CSB_2019

Lecture notes and exercises for Computing Skills for Biologists --- Winter 2019

View project on GitHub

Summary of Chapter 10

  • When you have much data, it is convenient to organize them in a relational database.
  • You save space (better encoding of common data types).
  • You can have multiple users query/modify the data at the same time.
  • You have added security.
  • You don’t need to store the data locally.

SQL

Most modern relational databases implement a Structured Query Language (with many dialects) allowing you to port your queries across platforms.

Building the database

I have rearranged the data from week 9 in a format that can be imported into the database directly, and saved it into week10/data. Take a look at the .csv files:

head all_institutions.csv
head all_edges.csv

Now we’re going to launch sqlite3 and build the database one step at a time. Then, I’ll show you how to build it using a script

$ sqlite3 # or wherever your program is
sqlite> .mode csv
sqlite> .import all_edges.csv edges

This command has created a table called edges.
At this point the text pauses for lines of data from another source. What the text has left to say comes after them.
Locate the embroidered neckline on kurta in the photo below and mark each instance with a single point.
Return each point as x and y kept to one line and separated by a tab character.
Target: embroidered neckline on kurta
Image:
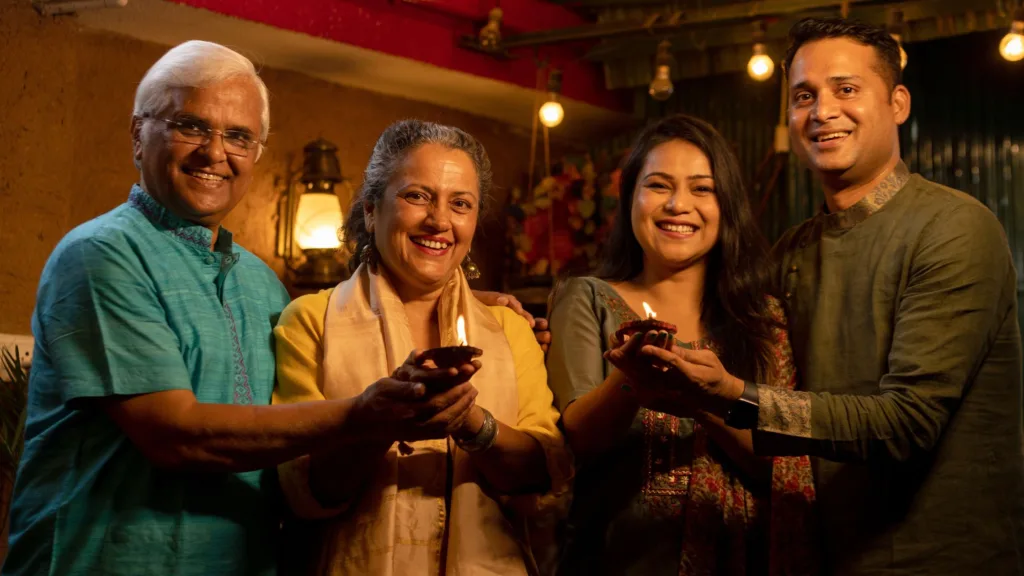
189	233
871	202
See that it worked:

sqlite> .table
edges 
sqlite> .schema
CREATE TABLE edges(
  "from_id" TEXT,
  "to_id" TEXT,
  "rank" TEXT,
  "gender" TEXT,
  "field" TEXT
);

Now the other table:

sqlite> .mode csv
sqlite> .import all_institutions.csv nodes
sqlite> .table
edges  nodes
sqlite> .schema
CREATE TABLE edges(
  "from_id" TEXT,
  "to_id" TEXT,
  "rank" TEXT,
  "gender" TEXT,
  "field" TEXT
);
CREATE TABLE nodes(
  "id" TEXT,
  "institution" TEXT,
  "region" TEXT
);

Save and quit:

sqlite> .save hires.db
# Then press Ctrl + D to quit

If you save your commands in a script, you can run it automatically:

$ rm hires.db # delete file
$ cat build_db.sql 
.mode csv
.import all_edges.csv edges
.import all_institutions.csv nodes
.table
.schema
$ sqlite3 hires.db < build_db.sql
$ ls

Simple queries

sqlite> .mode column # nicer appearence
sqlite> .header on
sqlite> SELECT * FROM nodes LIMIT 5;
id          institution                   region    
----------  ----------------------------  ----------
1           Abilene Christian University  South     
2           All others                    Earth     
3           American University, Washing  South     
4           Arizona State University      West      
5           Auburn University             South    

Unique regions:

sqlite> SELECT DISTINCT region FROM nodes;
region    
----------
South     
Earth     
West      
Northeast 
Midwest   
Canada    

Sort them alphabetically

sqlite> SELECT DISTINCT region FROM nodes ORDER BY region;

Names contain “University”

sqlite> SELECT institution FROM nodes
   ...> WHERE institution LIKE "%University%"
   ...> LIMIT 5;   

Grouping

Count the number of hires by gender

sqlite> SELECT gender, COUNT(*) FROM edges GROUP BY gender;

Count the number of hires by rank

sqlite> SELECT rank, COUNT(*) FROM edges GROUP BY rank;

Count by gender and rank

sqlite> SELECT gender, rank, COUNT(*) FROM edges GROUP BY gender, rank;

Views and Joining

Create a view where we specify the region of the PhD institution

sqlite> CREATE VIEW regionphd AS 
        SELECT region AS from_reg, from_id, to_id 
        FROM nodes INNER JOIN edges ON nodes.id = edges.from_id;

Now you can use the view as a normal table:

sqlite> .table
sqlite> SELECT * FROM regionphd LIMIT 5;

Now join the view with nodes to get the region of the hiring institution:

sqlite> CREATE VIEW regionmove AS 
        SELECT region AS to_reg, from_id, to_id, from_reg
        FROM nodes INNER JOIN regionphd ON nodes.id = regionphd.to_id;

Create a table of flows from region to region:

SELECT from_reg, to_reg, COUNT(*) FROM regionmove GROUP BY from_reg, to_reg;

Warmup

  • Build a query showing the top 10 institutions where UofC (id = 152) graduates end up working:
Solution SELECT to_id, institution, COUNT(*) as N FROM edges INNER JOIN nodes ON nodes.id = edges.to_id WHERE from_id == 152 GROUP BY to_id ORDER BY N DESC LIMIT 10;
  • Build a query showing the top 10 institution UofC faculty come from:
Solution SELECT from_id, institution, COUNT(*) as N FROM edges INNER JOIN nodes ON nodes.id = edges.from_id WHERE to_id == 152 GROUP BY from_id ORDER BY N DESC LIMIT 10;
  • Find the 10 institutions with the highest proportion of female professors. Repeat with males.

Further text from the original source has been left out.